No, I’m not working for Microsoft on the side. In fact, I don’t intend to buy a Windows phone nor computer just yet (ecosystem problem IMHO, but that’s a whole other discussion). But this time around, Microsoft gets my respect for making the effort to change the digital landscape in UI the way Apple did with Mac OS. Whether that effort will translate to profits or more market share, that remains to be seen. But for UX, UI designers and developers, things will only get more interesting.
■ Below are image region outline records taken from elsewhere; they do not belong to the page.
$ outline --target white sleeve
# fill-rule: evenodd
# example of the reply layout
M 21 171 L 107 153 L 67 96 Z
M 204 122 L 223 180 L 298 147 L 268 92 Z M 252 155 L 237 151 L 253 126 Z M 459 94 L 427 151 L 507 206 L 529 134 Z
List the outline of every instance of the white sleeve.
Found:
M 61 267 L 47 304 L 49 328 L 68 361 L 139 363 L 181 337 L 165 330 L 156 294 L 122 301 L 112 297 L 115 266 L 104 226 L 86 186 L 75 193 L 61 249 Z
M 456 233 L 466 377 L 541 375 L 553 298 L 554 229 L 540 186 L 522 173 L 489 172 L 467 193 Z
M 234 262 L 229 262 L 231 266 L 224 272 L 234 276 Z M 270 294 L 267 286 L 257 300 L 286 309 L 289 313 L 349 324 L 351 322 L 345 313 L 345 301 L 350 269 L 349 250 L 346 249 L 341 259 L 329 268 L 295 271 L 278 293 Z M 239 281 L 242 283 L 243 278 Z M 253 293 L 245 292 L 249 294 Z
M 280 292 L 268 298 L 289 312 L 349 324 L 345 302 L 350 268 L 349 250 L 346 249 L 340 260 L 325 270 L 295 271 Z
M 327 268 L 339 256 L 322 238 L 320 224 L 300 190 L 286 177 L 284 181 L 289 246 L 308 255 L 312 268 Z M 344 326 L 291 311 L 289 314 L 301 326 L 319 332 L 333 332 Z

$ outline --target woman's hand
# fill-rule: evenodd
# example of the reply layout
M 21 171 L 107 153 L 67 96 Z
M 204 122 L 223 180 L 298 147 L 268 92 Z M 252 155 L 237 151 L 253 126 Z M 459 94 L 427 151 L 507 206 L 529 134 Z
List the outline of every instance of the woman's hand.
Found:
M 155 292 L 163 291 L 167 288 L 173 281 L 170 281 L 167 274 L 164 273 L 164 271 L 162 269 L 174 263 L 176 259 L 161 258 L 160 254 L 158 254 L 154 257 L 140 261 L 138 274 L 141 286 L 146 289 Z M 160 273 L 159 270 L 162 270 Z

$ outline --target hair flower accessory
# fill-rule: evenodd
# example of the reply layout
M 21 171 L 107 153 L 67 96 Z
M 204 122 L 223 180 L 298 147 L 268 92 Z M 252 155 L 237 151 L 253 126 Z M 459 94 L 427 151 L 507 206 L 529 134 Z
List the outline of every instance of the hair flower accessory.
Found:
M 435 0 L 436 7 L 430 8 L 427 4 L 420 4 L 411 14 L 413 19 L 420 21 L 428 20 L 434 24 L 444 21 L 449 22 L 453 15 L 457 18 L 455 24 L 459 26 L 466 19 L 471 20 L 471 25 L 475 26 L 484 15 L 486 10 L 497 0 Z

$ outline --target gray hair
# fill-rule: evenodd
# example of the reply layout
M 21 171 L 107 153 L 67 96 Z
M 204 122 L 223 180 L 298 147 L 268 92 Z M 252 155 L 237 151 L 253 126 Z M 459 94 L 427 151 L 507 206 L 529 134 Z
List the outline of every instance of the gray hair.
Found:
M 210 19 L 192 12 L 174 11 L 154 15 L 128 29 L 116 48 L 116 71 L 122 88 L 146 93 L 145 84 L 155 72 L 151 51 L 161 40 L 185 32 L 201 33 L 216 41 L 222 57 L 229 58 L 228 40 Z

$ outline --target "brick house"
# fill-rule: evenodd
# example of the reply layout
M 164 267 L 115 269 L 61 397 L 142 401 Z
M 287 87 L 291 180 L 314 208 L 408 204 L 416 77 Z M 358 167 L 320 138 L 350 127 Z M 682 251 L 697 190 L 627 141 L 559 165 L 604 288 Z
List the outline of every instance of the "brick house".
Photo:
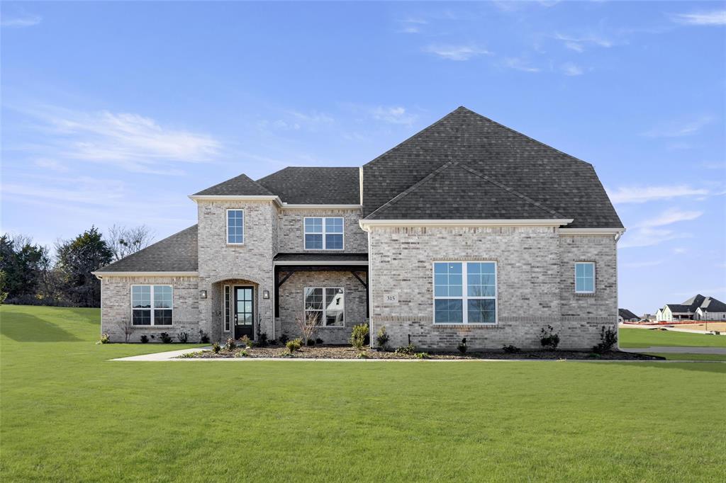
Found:
M 102 331 L 298 334 L 392 346 L 590 347 L 618 321 L 624 228 L 592 165 L 465 107 L 362 168 L 242 174 L 189 197 L 197 224 L 96 273 Z M 375 337 L 374 339 L 375 344 Z

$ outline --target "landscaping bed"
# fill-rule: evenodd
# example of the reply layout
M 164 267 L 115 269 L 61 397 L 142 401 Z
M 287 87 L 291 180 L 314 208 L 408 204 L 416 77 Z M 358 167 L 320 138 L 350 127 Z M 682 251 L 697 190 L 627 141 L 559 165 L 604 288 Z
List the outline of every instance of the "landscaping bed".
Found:
M 656 360 L 663 358 L 620 351 L 611 351 L 603 354 L 576 352 L 568 350 L 531 350 L 507 353 L 501 351 L 460 352 L 415 352 L 403 354 L 393 350 L 376 350 L 364 347 L 359 350 L 351 346 L 343 345 L 314 345 L 302 347 L 299 350 L 290 352 L 283 345 L 272 345 L 265 347 L 235 347 L 220 349 L 215 353 L 211 350 L 190 352 L 180 356 L 180 358 L 273 358 L 293 359 L 532 359 L 559 360 L 575 359 L 585 360 Z

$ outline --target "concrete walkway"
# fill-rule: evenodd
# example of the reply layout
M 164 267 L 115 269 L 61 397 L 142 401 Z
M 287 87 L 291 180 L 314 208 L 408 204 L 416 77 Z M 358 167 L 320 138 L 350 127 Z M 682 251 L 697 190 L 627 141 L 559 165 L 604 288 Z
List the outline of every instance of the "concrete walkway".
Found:
M 621 348 L 624 352 L 661 352 L 667 354 L 718 354 L 726 355 L 726 347 L 637 347 L 635 349 Z

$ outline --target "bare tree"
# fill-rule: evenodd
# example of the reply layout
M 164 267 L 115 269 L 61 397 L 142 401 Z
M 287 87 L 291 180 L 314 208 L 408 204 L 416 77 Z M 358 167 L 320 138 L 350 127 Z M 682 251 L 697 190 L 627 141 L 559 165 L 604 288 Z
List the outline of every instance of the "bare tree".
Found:
M 129 342 L 129 339 L 131 338 L 131 334 L 134 334 L 134 331 L 136 330 L 136 327 L 134 326 L 134 323 L 131 321 L 130 317 L 127 317 L 121 321 L 116 323 L 121 330 L 123 331 L 123 337 L 126 342 Z
M 303 312 L 302 315 L 295 318 L 295 324 L 298 326 L 303 336 L 303 343 L 306 346 L 308 344 L 308 339 L 311 339 L 313 334 L 317 331 L 322 318 L 319 312 Z
M 107 243 L 116 261 L 146 248 L 153 239 L 154 236 L 146 225 L 131 228 L 114 225 L 108 228 Z

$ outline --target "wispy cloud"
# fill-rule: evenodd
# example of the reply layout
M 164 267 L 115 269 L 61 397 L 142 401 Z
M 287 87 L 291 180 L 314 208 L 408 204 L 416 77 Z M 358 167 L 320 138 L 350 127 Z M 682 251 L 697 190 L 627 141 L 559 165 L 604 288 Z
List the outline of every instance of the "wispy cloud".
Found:
M 713 117 L 704 115 L 683 123 L 668 123 L 643 133 L 648 138 L 678 138 L 696 134 L 712 123 Z
M 20 110 L 44 136 L 34 149 L 43 157 L 113 165 L 125 170 L 176 174 L 170 165 L 205 162 L 221 147 L 215 138 L 164 127 L 138 114 L 80 112 L 54 107 Z
M 40 15 L 23 15 L 20 17 L 5 17 L 3 15 L 0 20 L 0 26 L 22 28 L 23 27 L 33 27 L 37 25 L 43 21 L 43 17 Z
M 616 190 L 608 190 L 610 200 L 616 204 L 645 203 L 654 200 L 707 194 L 709 194 L 709 191 L 706 189 L 693 188 L 688 185 L 621 186 Z
M 475 45 L 432 44 L 423 48 L 423 51 L 447 60 L 469 60 L 480 55 L 491 55 L 492 52 Z
M 671 19 L 688 25 L 726 25 L 726 10 L 675 14 Z
M 575 76 L 582 75 L 584 73 L 582 67 L 579 65 L 574 64 L 572 62 L 566 62 L 562 65 L 562 72 L 564 73 L 565 75 Z
M 510 69 L 521 70 L 522 72 L 535 73 L 539 72 L 540 70 L 539 67 L 534 67 L 530 65 L 528 61 L 518 57 L 509 57 L 507 59 L 505 59 L 504 65 Z

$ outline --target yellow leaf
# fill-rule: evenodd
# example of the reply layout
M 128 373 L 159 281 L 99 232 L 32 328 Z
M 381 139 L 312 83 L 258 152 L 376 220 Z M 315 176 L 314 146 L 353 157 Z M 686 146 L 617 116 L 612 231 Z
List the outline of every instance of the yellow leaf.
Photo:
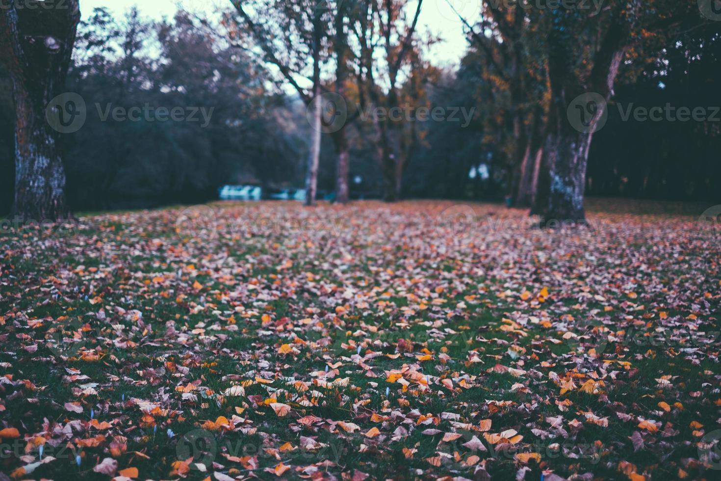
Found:
M 367 433 L 366 433 L 366 438 L 375 438 L 376 436 L 378 436 L 380 433 L 381 433 L 381 431 L 379 431 L 378 430 L 378 428 L 371 428 L 371 429 L 368 430 Z
M 541 454 L 539 453 L 518 453 L 516 459 L 523 464 L 528 464 L 531 459 L 535 459 L 536 462 L 541 462 Z
M 271 402 L 270 407 L 275 411 L 275 415 L 278 418 L 283 418 L 291 412 L 291 407 L 282 402 Z
M 120 476 L 125 476 L 125 477 L 138 477 L 138 468 L 136 467 L 128 467 L 125 469 L 121 469 L 118 473 Z
M 641 429 L 645 429 L 651 433 L 655 433 L 658 431 L 658 426 L 651 421 L 645 419 L 638 423 L 638 427 Z
M 20 437 L 20 432 L 17 428 L 5 428 L 0 431 L 0 438 L 3 439 L 14 439 Z

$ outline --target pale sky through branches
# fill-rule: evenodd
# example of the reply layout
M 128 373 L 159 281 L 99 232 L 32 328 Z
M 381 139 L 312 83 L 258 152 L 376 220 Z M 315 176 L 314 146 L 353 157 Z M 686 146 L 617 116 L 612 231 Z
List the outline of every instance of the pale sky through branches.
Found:
M 479 17 L 479 0 L 451 0 L 458 12 L 473 23 Z M 87 19 L 92 9 L 105 6 L 111 13 L 120 17 L 133 5 L 138 5 L 146 17 L 159 19 L 163 16 L 170 17 L 178 6 L 191 11 L 213 11 L 216 6 L 229 6 L 229 0 L 81 0 L 83 18 Z M 415 8 L 412 1 L 409 8 Z M 448 6 L 446 0 L 424 0 L 419 19 L 418 31 L 424 37 L 430 32 L 439 35 L 443 41 L 434 45 L 429 53 L 429 59 L 438 66 L 457 65 L 463 57 L 467 42 L 463 35 L 463 24 Z

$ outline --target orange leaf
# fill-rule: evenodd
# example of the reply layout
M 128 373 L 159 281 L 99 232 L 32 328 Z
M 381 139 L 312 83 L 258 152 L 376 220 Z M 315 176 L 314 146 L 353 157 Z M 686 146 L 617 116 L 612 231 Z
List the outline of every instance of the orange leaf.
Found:
M 138 468 L 136 467 L 128 467 L 125 469 L 120 469 L 118 473 L 120 476 L 125 476 L 125 477 L 138 477 Z
M 17 428 L 5 428 L 0 431 L 0 438 L 3 439 L 14 439 L 20 437 L 20 432 Z
M 371 428 L 371 429 L 368 430 L 367 433 L 366 433 L 366 438 L 375 438 L 376 436 L 378 436 L 380 433 L 381 433 L 381 431 L 379 431 L 378 430 L 378 428 Z
M 278 463 L 278 466 L 273 469 L 275 472 L 276 476 L 283 476 L 283 473 L 286 472 L 291 469 L 290 466 L 286 466 L 282 462 Z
About the author: Ivan Maramis is a magna sum laude graduate of St. Cloud State University with his Bachelor of Science in mass communications. After graduation, Ivan joined CRC Marketing Solutions as a senior interface designer where he worked on interactive projects for clients such as 3M, Haagen Dazs and Thomson Reuters. Ivan went on to spend over six years at The Lacek Group, a division of Ogilvy Worldwide, as a senior interactive art director where he led the design effort for Starwood Preferred Guest member and marketing communications for Starwood Hotels and Resorts. In 2012 Ivan joined The Nerdery as a user experience designer, where he puts to use his industry experience and skills in visual design, interaction design and information architecture.

4 Responses to “Windows 8 UI Design and Apple Skeuomorphism”

  1. scharlau  on February 12th, 2013

    Heard the term “skeuomorph” for the first time this week, and now I discover my old colleague Ivan writing about them! Hadn’t thought of the use of metaphor in these terms before. Wonder how those of us who actually remember telephones and calendars will deal with a UI that doesn’t refer to desktops, files and folders and skeuomorphs of the “office” variety.

    Reply

  2. Ivan Maramis  on February 12th, 2013

    Hey Jeff, fancy seeing you here! You raised a good point — it’ll be interesting to see how users embrace such departure in UI metaphor a year or so from now. Personally, I don’t think skeuomorphism in UI will entirely go away. It not only is about the look (cosmetic/visual), but can also be represented as interactive behavior. Take Flipboard app as an example (www.flipboard.com). For what it is, it’s appropriately minimalist and almost absent of an “interface.” But the act of swiping the screen triggers an animated transition as if you’re flipping a physical magazine. It’s a small bit of skeuomorphism in interaction that doesn’t add anything semantically, but it still is a charming, nostalgic addition to the experience. I like it. But then again, I’m one of those old, err… users you described in your comment, too. ;)

    Reply

  3. Fred Beecher  on February 19th, 2013

    Figured I’d drop my two cents into this discussion… Some time ago I wrote an article postulating a set of guidelines for doing skeuomorphic design well in multi-touch applications. The idea behind these guidelines was to allow designers to exploit the possibilities for delight and beauty that multi-touch presents without succumbing to the suck that plagues a lot of skeuomorphic designs.

    http://userexperience.evantageconsulting.com/2010/11/ui-guidelines-for-skeuomorphic-multi-touch-interfaces/

    Enjoy!

    Reply

  4. Ivan Maramis  on February 19th, 2013

    Nice write up, Fred — I’m digging these guidelines. As a visual designer, I totally agree with you that when used well & wisely, skeuomorphic design can provide that unexpected delight to the users. And as you pointed out by exploiting Apple inconsistencies, part of that delight is making sure that there’s no discrepancy between the visual form and the functional behavior when skeuomorphism is in use. Thanks again for sharing!